Il faudra des millions d’euros pour sortir les poules de leurs cages

La dure vie des poules pondeuses en cage conduit certains consommateursà changer leur comportement d’achat en se tournant vers le bio et les élevages en semi liberté. De son côté, la grande distribution fait pression sur la filière pour qu’elle se convertisse de manière accélérée vers d’autres formes de production. Cette dernière y est favorable tout en mettant en avant le coût économique de cette conversion avec la construction de nouveaux bâtiments complétés par des parcours attenants. Ce qui se traduira par une augmentation du prix de revient de l’œuf que les grandes enseignes n’ont pas envie de payer.

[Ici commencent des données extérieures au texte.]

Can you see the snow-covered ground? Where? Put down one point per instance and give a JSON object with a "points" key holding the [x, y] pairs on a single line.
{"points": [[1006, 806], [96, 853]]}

Selon l’interprofession des œufs, qui tenait hier une conférence de presse, l’œuf de poule est consommé régulièrement par 96% des Français qui en mangent en moyenne 218 par an. Cela fait plus d’un œuf tous les deux jours, mais une bonne partie de cette consommation n’est pas visible par le consommateur lui-même. Car il mange aussi des pâtisseries et d’autres mets culinaires contenant des œufs, sans oublier la mayonnaise. Ainsi 14,3 milliards d’œufs sont vendus chaque année sur le marché français quand on ajoute aux achats des ménages, ceux des professionnels de la restauration et de l’industrie agroalimentaire. 72% des Français estiment que les œufs sont indispensables à l’alimentation humaine. 93% ajoutent qu’il s’agit d’un produit naturel et 84% disent qu’ils en cuisinent au moins une fois par semaine. Mais on sait aussi que les informations diffusées sur le vécu quotidien des poules pondeuses en cage ne donnent pas une très bonne image de la filière. A l’affut de tout ce qui peut améliorer leur image sans que cela leur coûte un centime d’euro, les enseignes de la grande distribution se saisissent des attentes de consommateurs pour pousser les éleveurs à en finir avec les cages. C’est pour cela que l’Interprofession tente d’obtenir l’accord de l’aval pour la soutenir dans une conversion progressive qui ferait une place plus grande et plus visible au bien-être animal. Une telle conversion ne peut se faire rapidement car elle nécessite des investissements conséquents dans de nouveaux bâtiments.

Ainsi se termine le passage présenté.